31 Mai 2018
Der Flug Frankfurt – Bukarest
Wie ein gestreifter Parkettboden breitet sich die rumänische Landschaft unter uns aus, während der Flieger auf Landung geht. Langgezogene Ortschaften ziehen sich an den Hauptverkehrsstraßen entlang wie in der Sonne glänzende, lange Adern. Wie in Polen sieht die Landschaft aus, denn auch dort ziehen sich die Orte unendlich in die Länge, hinter jedem Haus befindet sich ein mehr oder weniger großes Feld, das den Einwohnern gehört.

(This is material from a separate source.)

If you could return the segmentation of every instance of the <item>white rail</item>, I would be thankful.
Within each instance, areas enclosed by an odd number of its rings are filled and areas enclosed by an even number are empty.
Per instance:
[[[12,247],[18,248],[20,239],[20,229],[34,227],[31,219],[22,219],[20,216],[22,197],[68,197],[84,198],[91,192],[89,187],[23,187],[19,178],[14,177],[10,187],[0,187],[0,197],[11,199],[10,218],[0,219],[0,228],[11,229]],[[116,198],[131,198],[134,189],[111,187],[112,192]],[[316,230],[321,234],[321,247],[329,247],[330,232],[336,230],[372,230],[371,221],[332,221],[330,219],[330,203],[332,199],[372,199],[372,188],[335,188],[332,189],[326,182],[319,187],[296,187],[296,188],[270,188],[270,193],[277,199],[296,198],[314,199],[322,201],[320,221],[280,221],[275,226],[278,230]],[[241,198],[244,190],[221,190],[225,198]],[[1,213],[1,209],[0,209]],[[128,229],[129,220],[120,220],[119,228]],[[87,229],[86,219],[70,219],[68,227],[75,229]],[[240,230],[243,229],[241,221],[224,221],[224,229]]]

Ganz anders als in Deutschland. Als der Flieger sich erhebt, sehen die Felder wie ein bunter Flickenteppich aus: grün, braun, goldgelb. Die Dächer der kleinen, punktförmigen Orte glänzen in der Sonne wie Glitzersteine und nach und nach ist ein klares Muster erkennbar: die Mitte bilden die Orte, um sie herum kranzförmig die Felder und den Rest bilden dunkelgrüne Waldflächen, die wir, obgleich sie auch so schon von oben gesehen nicht wirklich verhältnismäßig groß sind, mit Bundesstraßen und Autobahnen in noch kleinere Segmente brechen. Rumänien von oben erscheint mir wilder. Die Felder sind schmäler, die Berge und Wälder irgendwie zerklüfteter. In wenigen Minuten werden wir in Bukarest sein.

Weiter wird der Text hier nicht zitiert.